You might expect a blog called Sundry Ideas to pop from topic to topic and switch from this style to that. I am up to post 30 and have definitely skipped here and there. As the sidebar declares, I am in search of my illusive muse and have been looking for her high and low.
STOP: There is a slight tickle at the edge of my mind. A thought, a possible insight is trying to catch my attention. I hear the gentle voice. The words are hard to understand but are becoming clearer. I think I hear but cannot quite assimilate the message with my existing thoughts and perceptions. The included truth cannot be true. The voice assures me as it increases in firmness and volume, it is indeed true.
Alas, I must accept the reality, am reduced to a single option. My muse never left; she has been there all along. She has stayed close at hand, as near as a whisper. It was not she who abandoned me. Rather it was I who turned a deaf ear to her. It was I who refused to listen or more correctly, refused to credit her for her efforts on my behalf. She struggles with me for the words; she is along side as I ponder what to say; she is helping as I write and then re-write. She has been there each step along the way.

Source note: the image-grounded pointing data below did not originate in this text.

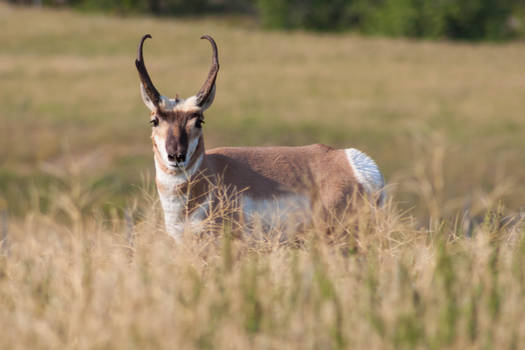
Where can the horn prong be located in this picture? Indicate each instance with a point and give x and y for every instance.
(150, 89)
(207, 87)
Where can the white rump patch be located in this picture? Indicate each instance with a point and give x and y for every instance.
(366, 172)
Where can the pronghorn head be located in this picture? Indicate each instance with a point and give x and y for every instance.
(176, 122)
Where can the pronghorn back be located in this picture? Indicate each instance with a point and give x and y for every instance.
(270, 185)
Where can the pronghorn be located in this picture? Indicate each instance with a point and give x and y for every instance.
(268, 182)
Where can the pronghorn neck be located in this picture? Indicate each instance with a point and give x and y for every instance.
(181, 191)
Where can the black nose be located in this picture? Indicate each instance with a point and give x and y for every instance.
(176, 157)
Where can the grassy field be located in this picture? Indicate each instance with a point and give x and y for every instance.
(441, 267)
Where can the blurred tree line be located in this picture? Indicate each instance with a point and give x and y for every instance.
(454, 19)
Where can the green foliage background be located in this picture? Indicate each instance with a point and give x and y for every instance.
(436, 19)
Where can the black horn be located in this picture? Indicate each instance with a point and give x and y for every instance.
(206, 90)
(151, 91)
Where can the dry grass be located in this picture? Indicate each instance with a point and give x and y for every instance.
(84, 260)
(70, 280)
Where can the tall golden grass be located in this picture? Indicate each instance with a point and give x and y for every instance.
(85, 261)
(76, 279)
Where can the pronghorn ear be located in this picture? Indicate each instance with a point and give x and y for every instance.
(205, 104)
(146, 99)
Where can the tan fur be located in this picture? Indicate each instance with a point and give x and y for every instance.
(319, 172)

Wow, I do not think sharing the details is appropriate but let me assure you being chastised by your muse is no picnic, no walk in the park, no stroll on a summer evening. As tough as it is, I must now stop looking elsewhere for causes and cures. My muse has been holding up her side of the writing equation. It is time for me to now accept full responsibility for holding up mine. No more whining about my missing muse. It is time to simply say, "What you get today is the best I can do today. It will have to do." - Hmmm. Wonder to what else that may apply beyond blogging? There may be another post brewing in there somewhere.